All of this activity does make one hungry. The quality of the food ranges from run-of-the-mill fast food to world-class. There are 26 dining options onboard. The crown jewel is the stately three-story Adagio Dining Room built around a massive chandelier harking back to a time when coat and tie (not crocs) were de rigueur at sea. You should note that reservations are needed for Chops Grille, Giovanni’s Table, Izumi Asian Cuisine, 150 Central Park, and Samba Grill, an authentic Brazilian churrascaria steakhouse. If you’re looking for a quick lunch or snack, you can stop into Johnny Rockets, Boardwalk Dog House (my favorite), Park Café, or Sorrento’s Pizza.

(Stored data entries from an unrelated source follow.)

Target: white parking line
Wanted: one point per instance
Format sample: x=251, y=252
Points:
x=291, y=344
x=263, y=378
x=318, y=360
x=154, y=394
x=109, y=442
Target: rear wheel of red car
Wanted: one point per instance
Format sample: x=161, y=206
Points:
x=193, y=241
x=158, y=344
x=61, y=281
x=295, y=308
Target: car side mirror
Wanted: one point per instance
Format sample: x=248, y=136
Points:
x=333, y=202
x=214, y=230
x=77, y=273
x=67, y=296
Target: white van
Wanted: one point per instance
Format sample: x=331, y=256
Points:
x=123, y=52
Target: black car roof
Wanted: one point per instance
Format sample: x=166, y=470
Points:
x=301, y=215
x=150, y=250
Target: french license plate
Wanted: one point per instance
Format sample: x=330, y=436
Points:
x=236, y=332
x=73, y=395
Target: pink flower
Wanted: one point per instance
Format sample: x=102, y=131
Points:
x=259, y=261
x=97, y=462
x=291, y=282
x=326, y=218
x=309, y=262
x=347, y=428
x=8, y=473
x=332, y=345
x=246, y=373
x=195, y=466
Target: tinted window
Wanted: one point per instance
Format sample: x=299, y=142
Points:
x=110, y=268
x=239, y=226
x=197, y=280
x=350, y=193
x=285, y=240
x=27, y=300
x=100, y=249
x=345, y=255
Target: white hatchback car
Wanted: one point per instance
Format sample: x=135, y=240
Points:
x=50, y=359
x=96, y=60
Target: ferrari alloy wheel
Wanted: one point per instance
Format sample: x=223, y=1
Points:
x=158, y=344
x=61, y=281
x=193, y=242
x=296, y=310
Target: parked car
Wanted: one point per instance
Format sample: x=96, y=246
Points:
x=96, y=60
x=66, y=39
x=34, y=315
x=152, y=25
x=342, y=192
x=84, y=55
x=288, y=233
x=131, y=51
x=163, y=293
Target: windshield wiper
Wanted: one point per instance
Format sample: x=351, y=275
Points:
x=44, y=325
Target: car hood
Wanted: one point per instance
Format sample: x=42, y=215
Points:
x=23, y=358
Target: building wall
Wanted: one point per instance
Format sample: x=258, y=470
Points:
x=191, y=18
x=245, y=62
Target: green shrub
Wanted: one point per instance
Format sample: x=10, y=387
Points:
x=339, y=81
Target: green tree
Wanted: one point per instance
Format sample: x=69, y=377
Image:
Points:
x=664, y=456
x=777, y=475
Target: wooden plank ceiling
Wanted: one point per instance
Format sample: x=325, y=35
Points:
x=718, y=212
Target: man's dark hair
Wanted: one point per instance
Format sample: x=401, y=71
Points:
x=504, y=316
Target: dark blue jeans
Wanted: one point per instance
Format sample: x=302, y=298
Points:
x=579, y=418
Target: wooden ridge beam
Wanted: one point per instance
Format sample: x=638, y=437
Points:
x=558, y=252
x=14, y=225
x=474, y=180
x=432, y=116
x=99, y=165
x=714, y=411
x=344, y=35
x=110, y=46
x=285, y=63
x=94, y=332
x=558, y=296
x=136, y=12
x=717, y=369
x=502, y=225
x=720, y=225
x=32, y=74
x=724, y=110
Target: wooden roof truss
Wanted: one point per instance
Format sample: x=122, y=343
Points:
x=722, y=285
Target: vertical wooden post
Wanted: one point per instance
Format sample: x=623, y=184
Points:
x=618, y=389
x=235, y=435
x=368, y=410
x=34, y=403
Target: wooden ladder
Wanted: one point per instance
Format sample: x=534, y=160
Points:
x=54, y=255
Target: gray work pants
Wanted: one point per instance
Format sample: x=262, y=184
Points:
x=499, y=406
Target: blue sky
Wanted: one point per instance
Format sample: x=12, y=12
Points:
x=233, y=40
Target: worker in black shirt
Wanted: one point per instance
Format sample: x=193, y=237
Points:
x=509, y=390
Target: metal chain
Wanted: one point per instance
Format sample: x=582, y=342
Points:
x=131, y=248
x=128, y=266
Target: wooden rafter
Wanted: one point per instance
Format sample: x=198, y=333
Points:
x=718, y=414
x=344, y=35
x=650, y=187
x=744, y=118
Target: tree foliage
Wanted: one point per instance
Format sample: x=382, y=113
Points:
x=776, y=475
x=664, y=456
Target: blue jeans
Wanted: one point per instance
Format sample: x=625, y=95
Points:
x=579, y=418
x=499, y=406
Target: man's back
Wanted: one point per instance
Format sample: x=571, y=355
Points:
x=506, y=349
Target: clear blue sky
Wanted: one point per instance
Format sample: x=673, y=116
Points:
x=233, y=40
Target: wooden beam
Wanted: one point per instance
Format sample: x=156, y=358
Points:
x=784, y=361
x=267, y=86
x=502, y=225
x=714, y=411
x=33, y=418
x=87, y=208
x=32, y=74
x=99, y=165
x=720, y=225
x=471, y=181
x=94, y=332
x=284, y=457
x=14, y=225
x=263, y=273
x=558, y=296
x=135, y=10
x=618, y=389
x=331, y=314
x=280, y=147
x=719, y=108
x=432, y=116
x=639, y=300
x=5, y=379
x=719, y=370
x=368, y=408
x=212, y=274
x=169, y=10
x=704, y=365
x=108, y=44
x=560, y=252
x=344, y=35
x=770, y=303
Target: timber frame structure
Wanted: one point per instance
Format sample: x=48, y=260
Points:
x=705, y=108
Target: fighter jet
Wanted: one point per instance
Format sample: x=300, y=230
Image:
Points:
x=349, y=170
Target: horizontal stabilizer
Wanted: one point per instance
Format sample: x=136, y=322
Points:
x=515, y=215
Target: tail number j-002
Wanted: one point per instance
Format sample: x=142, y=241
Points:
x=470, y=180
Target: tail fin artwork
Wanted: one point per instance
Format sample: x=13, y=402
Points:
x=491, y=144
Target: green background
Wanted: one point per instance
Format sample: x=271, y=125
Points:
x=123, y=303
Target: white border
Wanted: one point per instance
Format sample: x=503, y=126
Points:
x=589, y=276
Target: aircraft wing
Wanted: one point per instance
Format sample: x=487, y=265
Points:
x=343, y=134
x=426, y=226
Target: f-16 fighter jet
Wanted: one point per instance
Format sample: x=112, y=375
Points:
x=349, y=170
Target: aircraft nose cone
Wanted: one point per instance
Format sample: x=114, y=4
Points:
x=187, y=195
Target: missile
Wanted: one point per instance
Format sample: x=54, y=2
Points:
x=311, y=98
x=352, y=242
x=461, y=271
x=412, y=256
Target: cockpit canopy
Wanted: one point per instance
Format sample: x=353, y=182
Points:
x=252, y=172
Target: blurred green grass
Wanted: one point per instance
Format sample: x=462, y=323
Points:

Kids and teens are well accounted for – there are “Youth Zones” on Decks 14 and 15 with loads of programs and hang-out lounges. Once the kiddies go to bed, parents and the kids-less have plenty to keep them busy. Some of my favorite nightspots were the stylish Viking Crown Lounge (perfect for watching the sunset), Jazz on 4 (for the live Jazz or course), and the Rising Tide Bar (which levitates up and down between three floors). The high-energy Disco street party had everybody heading to Funky Town.
Overall, this is more Vegas meets the local mall then high-end St. Tropez jet set, but who cares; it’s fun, it’s new, it’s vacation! Even for seasoned cruisers there is something to see, if not just to say that you’ve been on the world’s largest cruise ship. There are two types of people who take cruises: those who like the ports of call – the ship is just the means to the end, and passengers who have seen enough straw markets in their lifetime and simply want to “chillax” onboard. Allure of the Seas can accommodate both, but this is a ship for those who like the cruise more than the port of call. This ship is the destination. Either way, the allure of Royal Caribbean’s splashy new entrant into the crowded deep-end of cruise industry is hard to resist.